Thursday, December 25, 2008

Scrooge v. Ghost of Christmas Present on the Sabbath

I read Charles Dickens' A Christmas Carol today. The following is Scrooge's interaction with the Ghost of Christmas Present on the issue of the Sabbath day--or at least that's what it looks like to me:

In time the bells ceased, and the bakers were shut up; and yet there was a genial shadowing forth of all these dinners and the progress of their cooking, in the thawed blotch of wet above each baker's oven; where the pavement smoked as if its stones were cooking too.

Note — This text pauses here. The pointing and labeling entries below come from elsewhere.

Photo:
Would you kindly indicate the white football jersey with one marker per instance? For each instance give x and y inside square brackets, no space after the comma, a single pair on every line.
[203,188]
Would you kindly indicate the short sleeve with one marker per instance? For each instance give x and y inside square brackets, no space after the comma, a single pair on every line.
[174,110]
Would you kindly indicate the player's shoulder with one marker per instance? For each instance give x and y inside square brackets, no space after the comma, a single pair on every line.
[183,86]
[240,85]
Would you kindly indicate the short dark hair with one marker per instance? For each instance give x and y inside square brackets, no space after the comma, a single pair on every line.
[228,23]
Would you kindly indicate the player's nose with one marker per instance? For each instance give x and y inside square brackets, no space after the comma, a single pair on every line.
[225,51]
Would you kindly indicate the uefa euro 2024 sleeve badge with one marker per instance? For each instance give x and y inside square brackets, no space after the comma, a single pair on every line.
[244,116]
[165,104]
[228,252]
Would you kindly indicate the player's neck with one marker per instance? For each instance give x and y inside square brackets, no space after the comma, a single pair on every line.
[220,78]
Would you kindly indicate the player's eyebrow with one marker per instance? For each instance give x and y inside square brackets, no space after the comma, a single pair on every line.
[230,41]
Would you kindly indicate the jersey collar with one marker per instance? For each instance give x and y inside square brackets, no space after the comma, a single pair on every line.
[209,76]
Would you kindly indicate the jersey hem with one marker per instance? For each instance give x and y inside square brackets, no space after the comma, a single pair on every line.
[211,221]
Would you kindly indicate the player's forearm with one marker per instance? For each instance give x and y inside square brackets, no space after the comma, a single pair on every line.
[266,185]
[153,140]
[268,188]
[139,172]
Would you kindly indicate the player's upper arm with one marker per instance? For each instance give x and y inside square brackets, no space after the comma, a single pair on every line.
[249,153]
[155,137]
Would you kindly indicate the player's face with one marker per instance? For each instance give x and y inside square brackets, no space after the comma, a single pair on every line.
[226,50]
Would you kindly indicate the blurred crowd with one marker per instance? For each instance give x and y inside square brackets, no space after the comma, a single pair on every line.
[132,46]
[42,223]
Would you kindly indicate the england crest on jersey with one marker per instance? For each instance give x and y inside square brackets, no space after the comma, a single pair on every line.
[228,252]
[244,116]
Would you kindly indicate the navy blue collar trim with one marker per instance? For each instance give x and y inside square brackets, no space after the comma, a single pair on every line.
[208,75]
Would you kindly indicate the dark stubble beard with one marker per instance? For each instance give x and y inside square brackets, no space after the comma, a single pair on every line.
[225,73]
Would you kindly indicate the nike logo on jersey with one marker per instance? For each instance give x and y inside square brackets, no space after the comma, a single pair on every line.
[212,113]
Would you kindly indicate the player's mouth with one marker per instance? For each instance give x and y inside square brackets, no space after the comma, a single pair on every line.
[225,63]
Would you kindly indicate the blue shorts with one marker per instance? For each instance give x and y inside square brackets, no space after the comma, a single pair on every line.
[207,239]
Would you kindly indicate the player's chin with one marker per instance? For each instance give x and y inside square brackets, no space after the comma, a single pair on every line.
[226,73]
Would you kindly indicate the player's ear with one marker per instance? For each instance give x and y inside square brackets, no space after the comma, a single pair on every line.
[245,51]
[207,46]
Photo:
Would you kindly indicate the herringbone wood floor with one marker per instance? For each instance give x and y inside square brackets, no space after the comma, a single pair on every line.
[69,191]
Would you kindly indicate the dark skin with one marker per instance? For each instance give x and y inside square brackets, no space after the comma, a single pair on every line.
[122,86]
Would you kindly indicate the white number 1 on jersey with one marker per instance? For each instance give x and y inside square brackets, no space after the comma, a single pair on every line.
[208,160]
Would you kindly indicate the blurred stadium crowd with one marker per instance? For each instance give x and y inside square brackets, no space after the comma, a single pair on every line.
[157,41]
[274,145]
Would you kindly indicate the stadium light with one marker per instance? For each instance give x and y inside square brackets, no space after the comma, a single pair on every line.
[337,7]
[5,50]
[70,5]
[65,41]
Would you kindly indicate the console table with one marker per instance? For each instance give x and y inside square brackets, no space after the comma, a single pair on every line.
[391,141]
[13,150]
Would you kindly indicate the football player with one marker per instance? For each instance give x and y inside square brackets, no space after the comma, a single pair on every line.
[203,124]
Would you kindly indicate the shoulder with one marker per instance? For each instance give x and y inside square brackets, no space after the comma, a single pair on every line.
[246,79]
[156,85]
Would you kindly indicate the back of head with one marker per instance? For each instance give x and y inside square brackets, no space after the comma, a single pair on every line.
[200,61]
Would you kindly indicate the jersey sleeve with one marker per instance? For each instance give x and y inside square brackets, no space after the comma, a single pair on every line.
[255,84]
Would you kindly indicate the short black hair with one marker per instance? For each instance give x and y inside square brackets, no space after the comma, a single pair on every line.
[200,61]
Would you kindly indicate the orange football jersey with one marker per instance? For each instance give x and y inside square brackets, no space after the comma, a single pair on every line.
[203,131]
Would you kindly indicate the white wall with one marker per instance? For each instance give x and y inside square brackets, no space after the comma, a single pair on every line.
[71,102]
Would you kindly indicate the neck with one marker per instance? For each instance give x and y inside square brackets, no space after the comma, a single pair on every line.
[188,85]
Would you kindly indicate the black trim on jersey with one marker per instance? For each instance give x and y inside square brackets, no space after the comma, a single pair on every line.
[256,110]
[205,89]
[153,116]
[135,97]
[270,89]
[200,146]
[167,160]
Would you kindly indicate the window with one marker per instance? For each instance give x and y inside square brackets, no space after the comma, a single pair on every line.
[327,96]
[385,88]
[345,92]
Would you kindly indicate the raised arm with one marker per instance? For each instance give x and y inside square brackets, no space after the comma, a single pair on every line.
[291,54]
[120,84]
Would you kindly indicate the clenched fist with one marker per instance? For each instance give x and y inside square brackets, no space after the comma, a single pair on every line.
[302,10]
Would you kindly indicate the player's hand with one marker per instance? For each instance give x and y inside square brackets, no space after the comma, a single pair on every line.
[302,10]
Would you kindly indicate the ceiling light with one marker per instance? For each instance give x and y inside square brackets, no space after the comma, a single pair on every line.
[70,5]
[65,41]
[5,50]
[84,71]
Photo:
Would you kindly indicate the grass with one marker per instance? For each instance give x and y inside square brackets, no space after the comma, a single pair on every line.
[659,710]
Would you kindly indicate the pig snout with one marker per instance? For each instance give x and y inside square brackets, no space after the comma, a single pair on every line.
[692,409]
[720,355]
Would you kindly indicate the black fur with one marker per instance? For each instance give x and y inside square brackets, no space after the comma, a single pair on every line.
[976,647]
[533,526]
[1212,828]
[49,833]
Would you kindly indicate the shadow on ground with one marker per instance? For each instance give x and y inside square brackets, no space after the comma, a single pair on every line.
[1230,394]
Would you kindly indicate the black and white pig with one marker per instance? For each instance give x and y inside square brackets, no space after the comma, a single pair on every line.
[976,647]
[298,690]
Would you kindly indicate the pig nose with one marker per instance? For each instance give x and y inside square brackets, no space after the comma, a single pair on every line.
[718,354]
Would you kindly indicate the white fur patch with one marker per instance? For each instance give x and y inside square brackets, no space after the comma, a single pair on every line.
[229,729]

"Is there a peculiar flavour in what you sprinkle from your torch?" asked Scrooge.


"There is. My own."


"Would it apply to any kind of dinner on this day?" asked Scrooge.


"To any kindly given. To a poor one most."

"Why to a poor one most?" asked Scrooge.

"Because it needs it most."


"Spirit," said Scrooge, after a moment's thought, "I wonder you, of all the beings in the many worlds about us, should desire to cramp these people's opportunities of innocent enjoyment."

"I!" cried the Spirit.


"You would deprive them of their means of dining every seventh day, often the only day on which they can be said to dine at all," said Scrooge. "Wouldn't you?"
"I!" cried the Spirit.


"You seek to close these places on the Seventh Day," said Scrooge. "And it comes to the same thing."


"I seek!" exclaimed the Spirit.


"Forgive me if I am wrong. It has been done in your name, or at least in that of your family," said Scrooge.

"There are some upon this earth of yours," returned the Spirit, "who lay claim to know us, and who do their deeds of passion, pride, ill-will, hatred, envy, bigotry, and selfishness in our name, who are as strange to us and all our kith and kin, as if they had never lived. Remember that, and charge their doings on themselves, not us."

It's interesting that elements of Great Britain in those days regarded Sunday as the seventh day of the week. I didn't know that treating Sunday as the Sabbath went that far, for I assumed Christians who did so thought Sunday was the new Sabbath because Jesus rose on the first day of the week.

Also, the interaction between Scrooge and the spirit is interesting. Scrooge is either playing devil's advocate, or he's letting his moral sense come out in this situation. In the course of the book/movies, Scrooge is a lot more moral when the spirits show him visions than he usually is in his day-to-day life. A third possibility is that he doesn't like blue laws because he wants to work and make money on Sundays, so he brings up others who might benefit from a policy that would help him out.

The spirit's reaction is good and bad. It's bad because the spirit does what many Christians like to do when challenged: don't answer the question, but change the subject to the moral flaws of others. But the spirit also makes a good point. Are we going to blame poverty on the Sabbath, of all things? Poverty is caused (at least in part) by all sorts of human evils, so to blame God for it just because he wants to institute one day in seven of rest is kind of a stretch.

Also, is Scrooge assuming that the Ghost of Christmas Present speaks for God? It appears so. That's not a surprise, since Dickens was a devout Christian.

UPDATE: I found here that Dickens was a critic of blue laws. In light of this, the spirit is saying, "Don't blame me and other spirits for those blue laws. Those are the ideas of man!"